At the Nazi Party’s annual party meeting in Nuremberg on September 15, 1935, the German government announced two new laws: the Law to Protect German Blood and German Honor and the Reich Citizenship Law. These laws became known as the Nuremberg Laws. The first one prohibited marriage and extramarital sexual relations between Jews and citizens of “German or kindred blood.” The second law created the status of Reich citizen and limited it to people of “German or kindred blood.” Jews did not qualify. Thirteen additional decrees were added over the next eight years.
In order to distinguish Jews from citizens of German blood, the Nazis had to define a Jew. The First Supplementary Decree of the Reich Citizenship Law stated that a Jew was anyone who was descended from three Jewish grandparents who were themselves “racially full Jews.” A person who had two Jewish grandparents and either belonged to the Jewish religious community, was married to a Jew, or was the offspring of a marriage or extramarital relationship involving a Jew, was also considered Jewish.
The Reich Citizenship Law defined German citizens as someone of ‘German or kindred blood’ but just as significantly, it declared that citizenship privileges would only apply to those through their conduct, showing that they were “both desirous and fit to serve the German people and Reich faithfully.” Jews, and potentially all political opponents of the regime whether open or silent, would be considered merely “subjects of the state.”
There were no credible scientific criteria by which to prove Jewish identity.

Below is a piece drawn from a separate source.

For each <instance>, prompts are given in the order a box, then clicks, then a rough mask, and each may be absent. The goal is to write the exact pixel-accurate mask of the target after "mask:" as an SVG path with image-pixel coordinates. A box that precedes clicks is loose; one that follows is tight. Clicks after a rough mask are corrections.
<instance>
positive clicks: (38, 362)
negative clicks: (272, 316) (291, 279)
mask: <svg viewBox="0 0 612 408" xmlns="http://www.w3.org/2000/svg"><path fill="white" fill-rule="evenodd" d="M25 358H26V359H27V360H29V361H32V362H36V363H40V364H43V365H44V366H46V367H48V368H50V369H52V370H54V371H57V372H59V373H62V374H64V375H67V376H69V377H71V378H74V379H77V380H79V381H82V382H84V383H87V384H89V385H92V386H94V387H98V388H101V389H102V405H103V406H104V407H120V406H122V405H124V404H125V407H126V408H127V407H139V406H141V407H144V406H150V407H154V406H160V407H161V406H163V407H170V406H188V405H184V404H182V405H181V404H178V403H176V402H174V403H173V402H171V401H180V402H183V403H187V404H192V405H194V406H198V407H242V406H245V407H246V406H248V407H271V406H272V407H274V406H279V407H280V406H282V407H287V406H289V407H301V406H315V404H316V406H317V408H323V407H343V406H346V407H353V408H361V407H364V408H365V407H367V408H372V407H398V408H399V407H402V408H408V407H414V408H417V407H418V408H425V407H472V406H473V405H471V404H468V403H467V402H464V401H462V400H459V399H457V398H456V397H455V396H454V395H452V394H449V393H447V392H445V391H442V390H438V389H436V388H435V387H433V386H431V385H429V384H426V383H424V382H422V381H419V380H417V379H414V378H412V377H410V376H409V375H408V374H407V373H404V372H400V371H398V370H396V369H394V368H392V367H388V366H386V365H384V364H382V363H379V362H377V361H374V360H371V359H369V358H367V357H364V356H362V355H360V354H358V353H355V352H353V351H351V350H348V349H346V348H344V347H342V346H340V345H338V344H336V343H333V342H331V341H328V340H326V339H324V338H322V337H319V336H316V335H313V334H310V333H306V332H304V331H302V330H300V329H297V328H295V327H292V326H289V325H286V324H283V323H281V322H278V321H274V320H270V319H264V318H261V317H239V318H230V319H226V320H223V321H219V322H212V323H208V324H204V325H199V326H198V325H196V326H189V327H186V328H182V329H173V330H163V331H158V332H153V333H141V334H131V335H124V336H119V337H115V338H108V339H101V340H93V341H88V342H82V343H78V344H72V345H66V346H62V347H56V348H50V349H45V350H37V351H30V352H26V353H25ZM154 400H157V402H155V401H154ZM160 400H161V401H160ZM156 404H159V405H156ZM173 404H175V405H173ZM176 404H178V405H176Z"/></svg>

It did not matter if an individual practiced Judaism or identified themselves as Jewish. Traditional antisemitism that persecuted Jews on the basis of religious belief was not the concern of the law, blood was. Jews were to be conceived as members of a race, defined by blood and by lineage. Some Germans who were not born Jewish and who had never considered themselves Jews suddenly were. Even the descendants of Jews who had converted to Christianity were now Jewish. In addition to the tangible impact of these laws, Jews were denied a number of civil rights; the right to vote, to be elected to office, to employ German women under 45 years of age in their homes, and to fly the German flag. There was also a psychological impact for Jews, the loss of identity.
The Nuremberg Laws defined Jews as inferior and as unworthy of citizenship, that most basic right from which all others flow. The Nuremberg race laws were the cornerstone of the legalized discrimination against, and persecution of Jews in Germany, despite their being no rational basis for the assumptions on which they were founded, nor in the arbitrary manner in which the laws were applied in practice.